Atomwaffen A-Z

THURLOW, Setsuko

1932 -

Setsuko Thurlow war 13 Jahre alt, als die USA am 6. August 1945 die erste Atombombe auf ihre Heimatstadt Hiroshima, abwarfen. Sie war 1,8 km vom Hypozentrum entfernt.

Setsuko konnte aus dem aus Holz gebauten Gebäude entfliehen, bevor es abbrannte. Nur sie und zwei andere ihre Kommilitoninnen überlebten. Acht Familienmitglieder starben bei der atomaren Bombardierung sowie mehr als 350 ihre Schulkameradinnen.

Setsuko ist bestens dafür bekannt, dass sie seit dem ersten Wasserstoffbombentest „Castle Bravo“ am 1. März 1954 stets für die Beendigung der Atomtests und für die Abschaffung aller Atomwaffen gearbeitet hat. Über all die Jahre hielt sie Vorträge als Zeitzeugin und mahnte vor den Gefahren der Atomwaffen. Zusammen mit Beatrice Fihn nahm Setsuko den Friedensnobelpreis 2017 für das weltweite Netzwerk von Partnerorganisationen ICAN entgegen.

Sie ist in Hiroshima am 3. Januar 1932 als Setsuko Nakamura geboren. Sie war die jüngste von sieben Kindern. Am 6. August, sie und 30 andere Schülerinnen der Jogakuin Oberschule hatten die Aufgabe, im japanischen Armeehauptquartier codierte Nachrichten der US-Streitkräfte zu entschlüsseln. Rückblickend sagte sie: „Man sieht, wie hoffnungslos die Kriegssituation war, wenn man bedenkt, dass eine so wichtige Aufgabe den Schülerinnen überlassen wurde.“ Sie befand sich im zweiten Stockwerk des Gebäudes, als sie den Blitz vom Feuerball sah. Gleich danach wurde sie ohnmächtig. Das Gebäude brach zusammen.

„Ich steckte zwischen eingestürzten Gebäudeteilen fest und konnte mich nicht bewegen – ich wusste, dass ich dem Tod ins Auge sah.

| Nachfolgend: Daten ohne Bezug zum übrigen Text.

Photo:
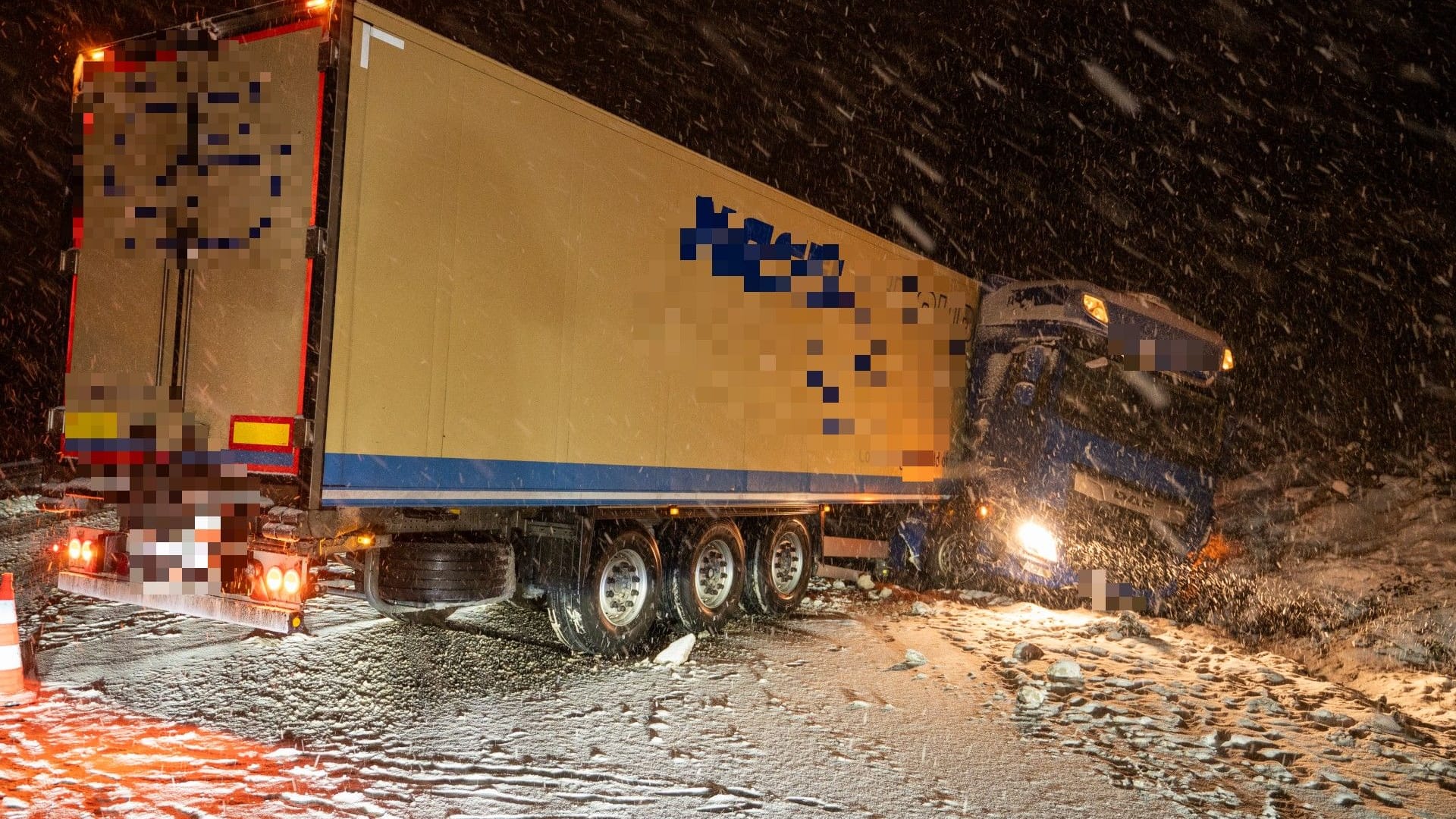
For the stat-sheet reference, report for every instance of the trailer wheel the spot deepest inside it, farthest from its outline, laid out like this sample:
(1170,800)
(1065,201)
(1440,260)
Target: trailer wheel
(781,560)
(705,577)
(951,558)
(618,601)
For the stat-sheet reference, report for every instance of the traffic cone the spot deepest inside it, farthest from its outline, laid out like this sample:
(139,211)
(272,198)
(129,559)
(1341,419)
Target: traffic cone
(12,673)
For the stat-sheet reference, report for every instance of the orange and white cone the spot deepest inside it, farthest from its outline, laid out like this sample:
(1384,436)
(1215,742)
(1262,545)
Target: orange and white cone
(12,673)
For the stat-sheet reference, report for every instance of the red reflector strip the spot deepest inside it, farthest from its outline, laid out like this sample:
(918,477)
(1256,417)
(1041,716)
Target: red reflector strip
(261,433)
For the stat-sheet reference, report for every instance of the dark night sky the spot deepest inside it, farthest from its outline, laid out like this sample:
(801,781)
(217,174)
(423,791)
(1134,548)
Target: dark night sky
(1283,172)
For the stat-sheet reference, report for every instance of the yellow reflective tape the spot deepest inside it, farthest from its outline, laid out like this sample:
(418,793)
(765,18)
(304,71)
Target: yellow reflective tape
(261,433)
(91,425)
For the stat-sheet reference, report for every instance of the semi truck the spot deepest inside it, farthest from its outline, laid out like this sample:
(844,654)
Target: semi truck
(359,311)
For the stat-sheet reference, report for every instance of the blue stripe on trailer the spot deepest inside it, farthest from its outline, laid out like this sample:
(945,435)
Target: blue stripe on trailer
(395,480)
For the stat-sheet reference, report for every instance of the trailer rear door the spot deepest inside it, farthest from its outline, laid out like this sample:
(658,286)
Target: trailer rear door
(194,193)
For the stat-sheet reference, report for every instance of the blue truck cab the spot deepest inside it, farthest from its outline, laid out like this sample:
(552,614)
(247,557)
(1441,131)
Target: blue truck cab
(1095,435)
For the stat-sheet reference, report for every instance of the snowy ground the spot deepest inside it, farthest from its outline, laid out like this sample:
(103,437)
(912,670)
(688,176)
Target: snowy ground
(1360,573)
(830,711)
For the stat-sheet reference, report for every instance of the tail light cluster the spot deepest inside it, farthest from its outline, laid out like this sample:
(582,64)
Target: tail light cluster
(278,577)
(92,551)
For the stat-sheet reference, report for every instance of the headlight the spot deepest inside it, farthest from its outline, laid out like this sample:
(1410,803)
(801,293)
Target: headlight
(1037,541)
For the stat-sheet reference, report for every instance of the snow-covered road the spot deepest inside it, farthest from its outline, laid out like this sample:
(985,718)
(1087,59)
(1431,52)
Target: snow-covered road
(153,714)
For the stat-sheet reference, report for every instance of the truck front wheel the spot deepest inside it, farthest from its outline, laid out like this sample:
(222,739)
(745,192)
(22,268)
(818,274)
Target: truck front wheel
(705,577)
(781,561)
(618,601)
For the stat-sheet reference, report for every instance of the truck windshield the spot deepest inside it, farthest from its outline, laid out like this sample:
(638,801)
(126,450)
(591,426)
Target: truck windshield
(1147,411)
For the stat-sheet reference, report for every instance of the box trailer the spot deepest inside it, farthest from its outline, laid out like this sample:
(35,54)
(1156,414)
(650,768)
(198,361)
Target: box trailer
(360,311)
(463,330)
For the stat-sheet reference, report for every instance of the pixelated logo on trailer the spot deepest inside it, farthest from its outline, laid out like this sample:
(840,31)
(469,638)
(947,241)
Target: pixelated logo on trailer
(745,251)
(184,153)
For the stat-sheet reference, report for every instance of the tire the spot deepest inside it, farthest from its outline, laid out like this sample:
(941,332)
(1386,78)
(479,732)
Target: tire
(705,575)
(777,589)
(619,596)
(951,560)
(433,573)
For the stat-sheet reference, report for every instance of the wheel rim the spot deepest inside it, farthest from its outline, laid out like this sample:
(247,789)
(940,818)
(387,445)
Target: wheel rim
(622,591)
(786,563)
(712,575)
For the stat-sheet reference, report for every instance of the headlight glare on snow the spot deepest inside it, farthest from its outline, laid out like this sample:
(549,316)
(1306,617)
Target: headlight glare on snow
(1037,541)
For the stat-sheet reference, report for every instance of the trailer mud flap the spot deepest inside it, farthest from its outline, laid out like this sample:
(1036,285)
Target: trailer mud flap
(226,610)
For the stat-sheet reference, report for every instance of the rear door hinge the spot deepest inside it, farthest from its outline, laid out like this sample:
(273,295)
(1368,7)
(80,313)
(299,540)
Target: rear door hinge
(315,242)
(302,431)
(328,55)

Ich hörte das Jammern meiner MitschülerInnen: „Mutter, hilf mir!“ – „Gott, hilf mir!“ Da spürte ich Hände an meiner linken Schulter. Eine Männerstimme sagte: „Gib nicht auf – beweg Dich weiter! Ich versuch Dich hier raus zu kriegen. Kriech auf das Licht aus der Öffnung da oben zu – schnell!“ Als ich es geschafft hatte, standen die Trümmer schon in Flammen. Die meisten meiner Mitschülerinnen sind bei lebendigem Leibe verbrannt. Ein Soldat zeigte mir und zwei anderen Mädchen einen Fluchtweg in die nahegelegenen Hügel.“

Setsukos schreckliche Beschreibung von dem was sie sah und erlebte hat sie sehr oft in den letzten achtig Jahre erzählt, um klar zu machen, wie schlimm die Auswirkungen der Atombombe waren.

„Geisterhafte Gestalten strömten vorbei, aus dem Stadtzentrum trotteten sie in Richtung der nahegelegen Hügel. ‚Geisterhaft‘ sage ich, weil sie nicht wie Menschen aussahen. Ihr Haar stand zu Berge, sie waren nackt und zerrissen, blutig, verbrannt, schwarz und verschwollen. Körperteile fehlten, Fleisch und Haut hingen ihnen von den Knochen, manche hielten ihre Augäpfel mit den Händen, manchen hingen die Eingeweide aus dem offenen Bauch. Wir schlossen uns der gespenstischen Prozession an, vorsichtig stiegen wir über die Toten und Sterbenden. Im tödlichen Schweigen hörte man nur das Stöhnen der Verletzten und ihr Flehen nach Wasser. Der Gestank verbrannter Haut erfüllte die Luft.“

Keine Hilfe war für die verletzten Überlebenden vorhanden. Sie flohen mit den anderen Menschen zusammen zum Fluss, weil alle durstig waren und kein Wasser finden konnten.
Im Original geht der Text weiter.